Our Null Hypothesis is that none of the attributes have a noticable impact on the the price of airbnb
Access this wikipedia article to know more about the methodolgy used in this statsmodel
sm_y = y
sm_X = X
sm_X = sm.add_constant(X)
OLS_model = sm.OLS(y,X).fit()
OLS_model.summary()
According to the coefficients ('coef') column, it is clear that the number of bathrooms has by far the most impact on the price of the Airbnb. Other attributes with significant impact on price are number of guests allowed (person_cap), number of bedrooms, minimum duration of stay and the ones with least impact are maximum duration of stay, reviews and average rating. While most of this is the same as the outpout from the Linear Regression model, we observe that 2 attributes average rating and minimum nights seems to have changed
The p-values above ('P>|t|') we can see that at the significance level of alpha = 0.05, each attribute has a higher p-value than 0.05 except the number of bathrooms and number of reviews.
Hence, we can conclude that the attributes affecting the price mainly are the number of revies and number of bathrooms.
Another thing to note is our R-Squared value, of 0.809 which is higher value than the one obtained from our Linear Regression model.
We once again make a new Linear Regression model with just Number of Bathrooms and average rating.

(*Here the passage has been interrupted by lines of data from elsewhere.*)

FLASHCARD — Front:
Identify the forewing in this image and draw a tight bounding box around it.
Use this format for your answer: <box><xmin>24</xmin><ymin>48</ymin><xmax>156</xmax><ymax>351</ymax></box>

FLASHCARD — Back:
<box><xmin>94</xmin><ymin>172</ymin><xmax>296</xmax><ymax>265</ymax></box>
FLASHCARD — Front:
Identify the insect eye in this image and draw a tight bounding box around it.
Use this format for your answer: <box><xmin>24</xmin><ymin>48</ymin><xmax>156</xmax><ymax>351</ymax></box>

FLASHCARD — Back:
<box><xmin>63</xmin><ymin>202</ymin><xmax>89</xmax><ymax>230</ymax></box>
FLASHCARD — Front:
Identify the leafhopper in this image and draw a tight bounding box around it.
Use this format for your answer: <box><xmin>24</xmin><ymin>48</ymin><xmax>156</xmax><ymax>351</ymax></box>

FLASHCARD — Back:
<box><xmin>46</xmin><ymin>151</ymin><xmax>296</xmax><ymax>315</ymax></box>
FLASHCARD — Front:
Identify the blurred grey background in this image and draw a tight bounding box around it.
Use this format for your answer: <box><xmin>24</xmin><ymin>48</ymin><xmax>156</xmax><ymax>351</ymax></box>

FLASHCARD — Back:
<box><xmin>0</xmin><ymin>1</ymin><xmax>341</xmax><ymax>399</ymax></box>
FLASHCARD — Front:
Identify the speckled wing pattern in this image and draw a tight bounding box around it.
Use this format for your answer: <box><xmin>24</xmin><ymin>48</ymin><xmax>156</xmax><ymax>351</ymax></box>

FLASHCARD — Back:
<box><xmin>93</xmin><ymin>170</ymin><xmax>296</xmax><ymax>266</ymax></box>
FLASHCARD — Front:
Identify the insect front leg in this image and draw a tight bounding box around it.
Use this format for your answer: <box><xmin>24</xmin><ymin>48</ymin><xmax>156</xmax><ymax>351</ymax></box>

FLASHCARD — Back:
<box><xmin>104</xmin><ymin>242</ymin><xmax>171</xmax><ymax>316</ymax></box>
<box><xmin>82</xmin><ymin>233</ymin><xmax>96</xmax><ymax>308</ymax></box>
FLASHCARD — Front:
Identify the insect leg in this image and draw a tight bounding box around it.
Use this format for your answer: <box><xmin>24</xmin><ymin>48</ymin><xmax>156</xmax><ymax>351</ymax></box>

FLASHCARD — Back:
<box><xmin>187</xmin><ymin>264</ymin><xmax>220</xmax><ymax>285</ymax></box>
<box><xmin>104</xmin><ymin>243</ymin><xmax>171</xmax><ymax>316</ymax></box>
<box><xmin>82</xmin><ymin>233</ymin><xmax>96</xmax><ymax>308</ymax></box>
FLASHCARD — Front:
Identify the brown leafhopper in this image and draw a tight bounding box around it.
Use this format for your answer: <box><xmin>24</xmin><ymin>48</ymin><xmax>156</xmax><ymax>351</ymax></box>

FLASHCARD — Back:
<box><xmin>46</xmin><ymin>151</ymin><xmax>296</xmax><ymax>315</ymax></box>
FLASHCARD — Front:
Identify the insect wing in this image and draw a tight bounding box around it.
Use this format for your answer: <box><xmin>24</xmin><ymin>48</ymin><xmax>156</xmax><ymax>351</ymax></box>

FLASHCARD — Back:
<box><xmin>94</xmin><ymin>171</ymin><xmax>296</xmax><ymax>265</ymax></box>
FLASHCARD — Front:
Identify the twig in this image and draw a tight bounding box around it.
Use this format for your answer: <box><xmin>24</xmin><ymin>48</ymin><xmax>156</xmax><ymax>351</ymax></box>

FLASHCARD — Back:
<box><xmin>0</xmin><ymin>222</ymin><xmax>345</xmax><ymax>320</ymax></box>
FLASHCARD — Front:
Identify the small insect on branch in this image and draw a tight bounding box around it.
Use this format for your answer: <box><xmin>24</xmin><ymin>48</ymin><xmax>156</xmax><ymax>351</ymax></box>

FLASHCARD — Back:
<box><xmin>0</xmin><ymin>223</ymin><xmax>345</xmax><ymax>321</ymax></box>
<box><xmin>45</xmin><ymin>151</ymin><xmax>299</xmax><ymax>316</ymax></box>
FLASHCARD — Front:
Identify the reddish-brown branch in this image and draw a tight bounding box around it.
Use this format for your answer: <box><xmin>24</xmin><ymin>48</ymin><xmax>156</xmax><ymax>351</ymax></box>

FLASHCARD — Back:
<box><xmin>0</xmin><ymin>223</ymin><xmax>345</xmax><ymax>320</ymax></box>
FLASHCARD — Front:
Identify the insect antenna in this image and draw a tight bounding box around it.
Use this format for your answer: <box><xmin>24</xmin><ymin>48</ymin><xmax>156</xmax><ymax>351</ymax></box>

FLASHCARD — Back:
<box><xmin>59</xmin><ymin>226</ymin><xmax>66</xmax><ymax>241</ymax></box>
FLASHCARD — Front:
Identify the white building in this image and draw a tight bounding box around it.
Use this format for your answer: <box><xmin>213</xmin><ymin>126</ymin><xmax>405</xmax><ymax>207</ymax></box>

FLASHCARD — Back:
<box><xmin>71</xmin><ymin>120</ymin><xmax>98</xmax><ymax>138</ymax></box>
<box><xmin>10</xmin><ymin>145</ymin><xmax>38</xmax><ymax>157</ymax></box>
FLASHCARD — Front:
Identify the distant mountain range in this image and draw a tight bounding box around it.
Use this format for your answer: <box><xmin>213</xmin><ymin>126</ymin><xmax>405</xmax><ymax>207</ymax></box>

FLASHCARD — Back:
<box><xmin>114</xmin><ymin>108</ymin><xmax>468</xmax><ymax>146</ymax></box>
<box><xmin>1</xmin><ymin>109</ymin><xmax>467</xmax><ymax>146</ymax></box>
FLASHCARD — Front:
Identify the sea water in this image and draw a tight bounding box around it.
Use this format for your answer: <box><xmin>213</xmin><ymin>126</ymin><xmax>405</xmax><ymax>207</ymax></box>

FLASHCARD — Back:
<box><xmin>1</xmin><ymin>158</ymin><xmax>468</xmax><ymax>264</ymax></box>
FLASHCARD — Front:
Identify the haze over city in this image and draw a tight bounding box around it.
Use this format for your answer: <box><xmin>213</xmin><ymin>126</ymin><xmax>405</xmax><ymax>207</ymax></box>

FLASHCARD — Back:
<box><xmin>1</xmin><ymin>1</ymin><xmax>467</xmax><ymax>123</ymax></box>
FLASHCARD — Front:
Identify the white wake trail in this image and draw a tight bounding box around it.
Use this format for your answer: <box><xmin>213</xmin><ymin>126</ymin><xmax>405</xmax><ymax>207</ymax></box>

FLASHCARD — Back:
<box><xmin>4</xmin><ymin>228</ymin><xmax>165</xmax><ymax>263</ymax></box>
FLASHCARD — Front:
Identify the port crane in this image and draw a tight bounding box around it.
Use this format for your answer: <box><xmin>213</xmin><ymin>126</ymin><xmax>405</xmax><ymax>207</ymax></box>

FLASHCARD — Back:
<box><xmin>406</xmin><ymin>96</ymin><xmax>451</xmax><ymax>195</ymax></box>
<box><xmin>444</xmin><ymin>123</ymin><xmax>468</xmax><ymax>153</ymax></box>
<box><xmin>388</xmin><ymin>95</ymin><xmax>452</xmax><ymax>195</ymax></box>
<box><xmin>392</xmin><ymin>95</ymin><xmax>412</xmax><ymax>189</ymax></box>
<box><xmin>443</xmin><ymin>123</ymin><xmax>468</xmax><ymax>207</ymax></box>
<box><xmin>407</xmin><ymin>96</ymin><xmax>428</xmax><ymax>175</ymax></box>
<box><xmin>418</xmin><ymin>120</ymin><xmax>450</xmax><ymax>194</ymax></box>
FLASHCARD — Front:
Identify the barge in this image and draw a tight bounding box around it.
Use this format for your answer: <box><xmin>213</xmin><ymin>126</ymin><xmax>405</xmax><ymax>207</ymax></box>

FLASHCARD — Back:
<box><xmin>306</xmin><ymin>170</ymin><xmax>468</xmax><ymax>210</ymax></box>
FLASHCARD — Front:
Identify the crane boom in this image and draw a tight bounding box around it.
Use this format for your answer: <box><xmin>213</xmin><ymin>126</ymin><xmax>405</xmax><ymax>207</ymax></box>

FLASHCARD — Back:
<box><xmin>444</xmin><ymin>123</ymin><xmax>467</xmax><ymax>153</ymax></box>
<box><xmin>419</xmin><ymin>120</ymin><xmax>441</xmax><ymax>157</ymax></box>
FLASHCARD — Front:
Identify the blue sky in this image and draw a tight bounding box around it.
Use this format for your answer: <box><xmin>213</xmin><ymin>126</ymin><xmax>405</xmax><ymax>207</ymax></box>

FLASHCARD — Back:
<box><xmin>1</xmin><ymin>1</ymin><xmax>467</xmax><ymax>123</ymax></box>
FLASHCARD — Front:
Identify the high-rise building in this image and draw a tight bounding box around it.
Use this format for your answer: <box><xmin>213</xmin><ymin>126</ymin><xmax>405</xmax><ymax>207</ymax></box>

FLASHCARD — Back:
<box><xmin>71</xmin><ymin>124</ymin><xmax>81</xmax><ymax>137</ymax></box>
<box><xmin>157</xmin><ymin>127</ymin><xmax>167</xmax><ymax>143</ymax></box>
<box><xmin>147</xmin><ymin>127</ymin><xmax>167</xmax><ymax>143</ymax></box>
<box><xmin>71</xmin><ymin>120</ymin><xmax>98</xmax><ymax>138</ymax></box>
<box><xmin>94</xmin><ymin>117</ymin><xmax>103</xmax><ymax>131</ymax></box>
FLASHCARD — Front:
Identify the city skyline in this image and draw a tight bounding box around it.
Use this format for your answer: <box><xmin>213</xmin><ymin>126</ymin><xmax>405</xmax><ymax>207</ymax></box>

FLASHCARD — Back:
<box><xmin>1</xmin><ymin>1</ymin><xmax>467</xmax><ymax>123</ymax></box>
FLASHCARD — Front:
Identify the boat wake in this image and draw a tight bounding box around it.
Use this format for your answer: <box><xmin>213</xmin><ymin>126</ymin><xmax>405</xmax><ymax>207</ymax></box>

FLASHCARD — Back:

features = jersey.loc[:, ['bathrooms','avg_rating']]
target = jersey['price']
X = features
y = target
lm = LinearRegression()
model = lm.fit(X,y)
lm.score(X,y)
Since, we get an extremely similar score, we can safely conclude that the 2 factors influencing the price of Airbnb, outside of it's location are the number of bathrooms and the average rating of the Airbnb. One of which is defiently a suprise
Since booking a lodging is a very big hassle we give an overview of some factors that one might consider while booking an Airbnb in the place they want to travel. Airbnb has over the recent years become a popular alternative to hotels or motels for tourists. We focused on features such as prices, super hosts, reviews and the area in which Airbnb is located. From the following developments, we concluded that a lot goes into thinking where to live but if we focus on these main criteria finding a good lodging won't be a hassle. For example, avoiding areas with not a very good review/count ratio and also try to find a super host. Prices can vary according to one's choice of location but if you want a cheap, cozy place avoid the downtown and rather choose a semi-suburban area like New Brunswick in New Jersey.
However, there are some limitations to our analysis of Airbnb data. Mainly, that we were only able to analyze it for the current time and the price might vary from season to season as it is a common occurrence in the hotel industry. Additionally, we only use Numerical data for our machine learning analysis and using String data like City area would have improved our results
Nonetheless, be referencing this analysis traveler and consumers might be better able to make use of Airbnb and make their stay more enjoyable and pocket-friendly.